Под хихиканье подруг поднялась румяная девица.
— Как вас зовут?
— Катя.
— Катя, я настоятельно вам советую выглянуть в другое окно. Потому что, уверяю вас…
— Мы Катю ещё обсудим, — вполголоса сказал Анатолий Алексеевич.
— Да. Извините ещё раз. — Юрий Дмитриевич внимательно пересмотрел мои листки, уже исключив чужеродные вкрапления. — Мне понравилось, как вы прижимаете мяч к груди. Нет, серьёзно. А вот голубая вода в реке и какая-то, извините, баба — это уже лубок. Нет, ни в коем случае не подумайте, что поэзии противопоказан лубок. Но не может картинка скакать из лубка в старую фотографию, а из фотографии — в цифровую съёмку. (А впрочем, почему не может…) Вот овраг в бледно-жёлтых строениях — это, по-моему, очень хорошо. Хотя…
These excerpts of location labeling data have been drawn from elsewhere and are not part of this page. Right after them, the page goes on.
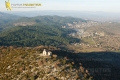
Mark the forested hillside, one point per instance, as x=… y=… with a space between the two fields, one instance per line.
x=36 y=35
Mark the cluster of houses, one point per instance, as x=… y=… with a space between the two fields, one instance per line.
x=46 y=53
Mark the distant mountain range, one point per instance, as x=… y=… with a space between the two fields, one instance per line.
x=97 y=16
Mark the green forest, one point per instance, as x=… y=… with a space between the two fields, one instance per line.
x=35 y=36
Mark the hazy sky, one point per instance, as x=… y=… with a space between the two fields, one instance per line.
x=79 y=5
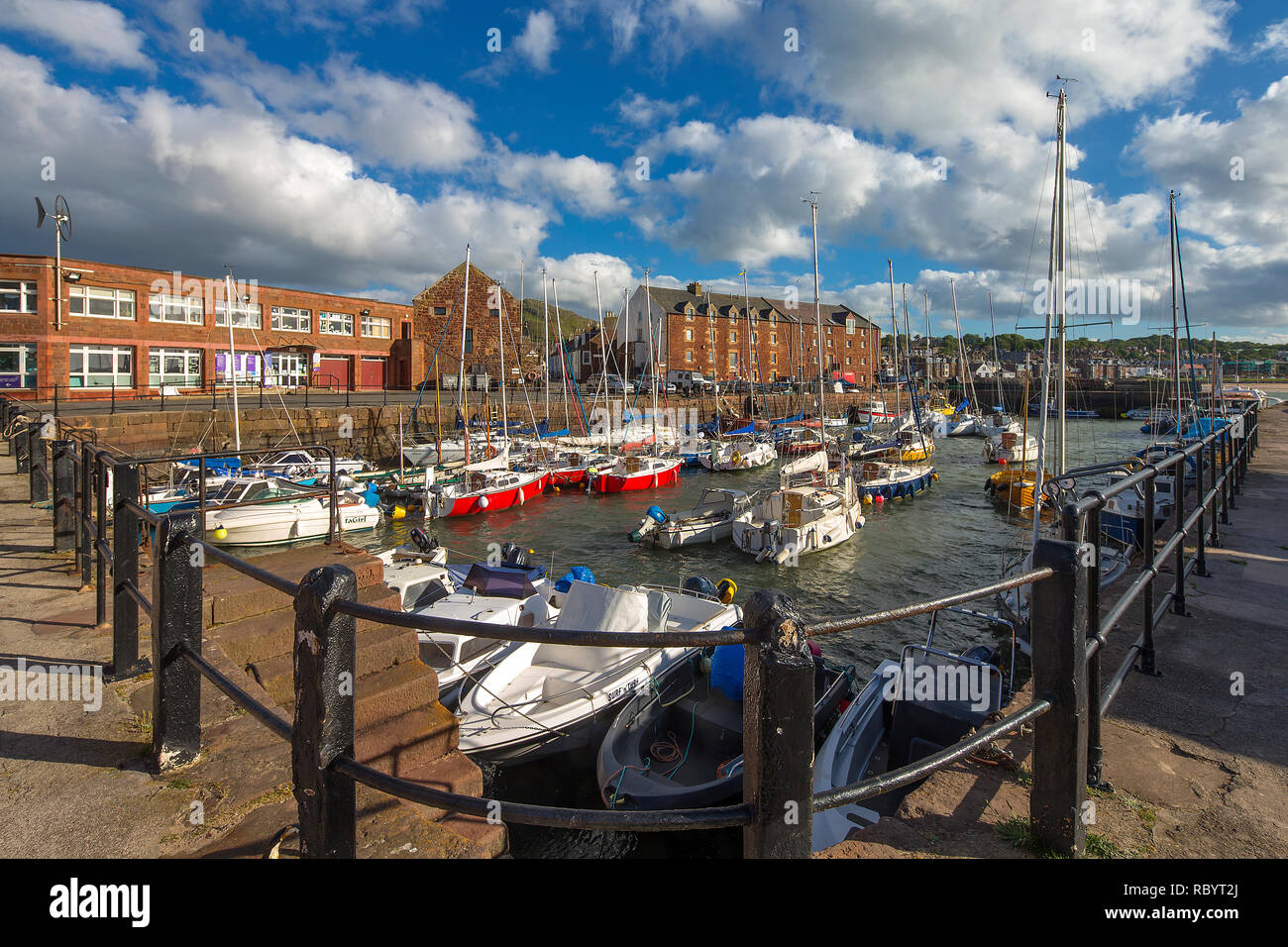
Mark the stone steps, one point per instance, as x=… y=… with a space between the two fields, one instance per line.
x=399 y=725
— Вот послушай, — обратился ко мне Анатолий Алексеевич с пролетарской прямотой — и с той же прямотой продолжил: — Вещи умерли. Вокруг тебя полые формы. Миллиарды пустот, и ты противостоишь этому давлению пустоты. Вот у тебя написано «велосипед». А ты разбирал велосипед? То есть я понимаю, что ты менял камеру и натягивал цепь. А ты доходил до подшипников? Ты понимаешь, что ещё сорок лет назад эти шарики в масле туда клали живые пальцы на каком-нибудь Велозаводе, а теперь кладёт машина — такая дурацкая металлическая щепоть? Почему, ты думаешь, едет велосипед? Уж наверное, не потому, что ты давишь на педали. Потому что он хранит энергию этих пальцев, это тепло…
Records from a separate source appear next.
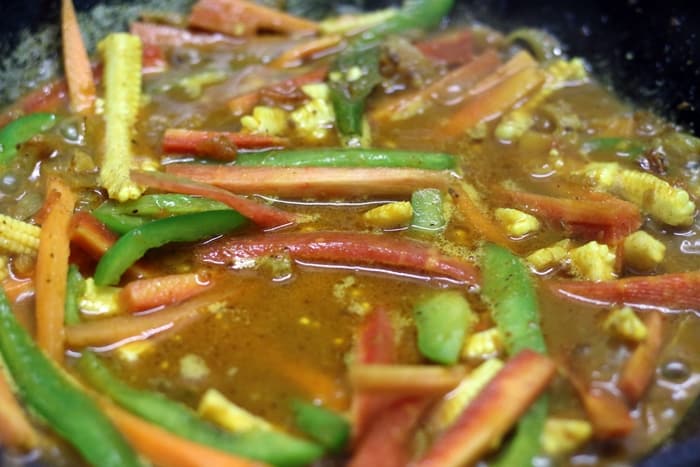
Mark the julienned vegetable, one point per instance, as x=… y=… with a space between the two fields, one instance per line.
x=48 y=392
x=267 y=446
x=21 y=130
x=349 y=157
x=185 y=228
— Анатолий Алексеевич, а если вьетнамцы кладут шарики? — вякнул кто-то из зала.
— Представляю, куда завезёт тебя этот велосипед, — великолепно отмахнулся Спилберг, посмеиваясь. — Оглядываешься, а вокруг рисовое поле. — Он посерьёзнел. — Ты вставлял спицу? В твоих пальцах должна быть память о силовых линиях — как правильно вставлять спицу в колесо. Тогда ты напишешь слово «велосипед» в сильной позиции, и оно будет ехать у тебя в стихах. Понимаешь? Ты должен войти внутрь каждого слова, обжить его, надышать, стать им — а потом писать. Вызов, который бросает тебе пустота, притворяющаяся изобилием, чудовищен. Что это значит? Это значит, что Гуссерль здесь не работает, Витгенштейн не работает, Хайдеггер попробовал надкусить, но облажался. — Он кратко хохотнул от чрезмерной понятности излагаемого. — Пока играет Вивальди, никакой поэзии ещё нет, это так, щебет. Когда вступает Бах, поэзия уже не нужна. Стало быть, ты весь должен вместиться в три минуты, когда Вивальди отыграл, а Бах ещё не вступил. Всё своё втиснуть в эти три минуты. А что здесь твоё — это фундаментальный вопрос. Ну, например, скажем так: то вокруг тебя, что не картон, не пластмасса и не фанера, пропущенное через твои глаза, нервы и кишки, — вот тот след, который это процарапывает внутри тебя, — это и есть твои стихи. Когда я полирую стол, мне иногда надо имитировать ход древесного жука. Если я представляю себе ход, ничего не получится. Если я представляю себе жука — тоже. Мне надо стать этим жуком — тогда получается настоящий стол. И на этом столе можно писать стихи, можно резать хлеб ножом, надо только понимать, что такое хлеб и что такое нож. И что такое стихи. Ты понял?
Я кивнул.
— Кто следующий?
Настал момент — и это прошло, и вот я уже выхожу из школьного здания с ощущением очередного упущенного последнего шанса. А чего я, собственно, ожидал? Того, что меня как-то выделят? Но… возможно, меня как-то выделили. Возможно, и вчера, в ангаре, всё было не так гибельно, как мне показалось. Что, моему провинциальному тщеславию настоятельно необходимо было, чтобы все обомлели, а потом, сбивая друг друга с ног, кинулись меня качать и подбрасывать? С чего бы, если даже Буран и Кеша не сбивали друг друга с ног? Или я ждал, что какой-нибудь Юрий Дмитриевич скажет мне в стилистике любимого фильма:
— А вас, Родион, я попрошу остаться, — а потом добавит что-то пусть не восторженное, но единственно важное. С другой стороны, отчего бы этому единственно важному быть секретным? Допустим, я выловлю сейчас этого Юрия Дмитриевича — а он повторит, пожав плечами, что мяч лучше бабы, а свежесть предпочтительнее лубка. Надо ли входить внутрь каждого слова, становиться им, наполнять его своим дыханием? Думаю, да. Да и целиком, след в след, попадать в чей-то ритмический рисунок, наверное, неправильно. Что читать? Георгия Иванова. Отчего же тогда мне так тяжело и одиноко?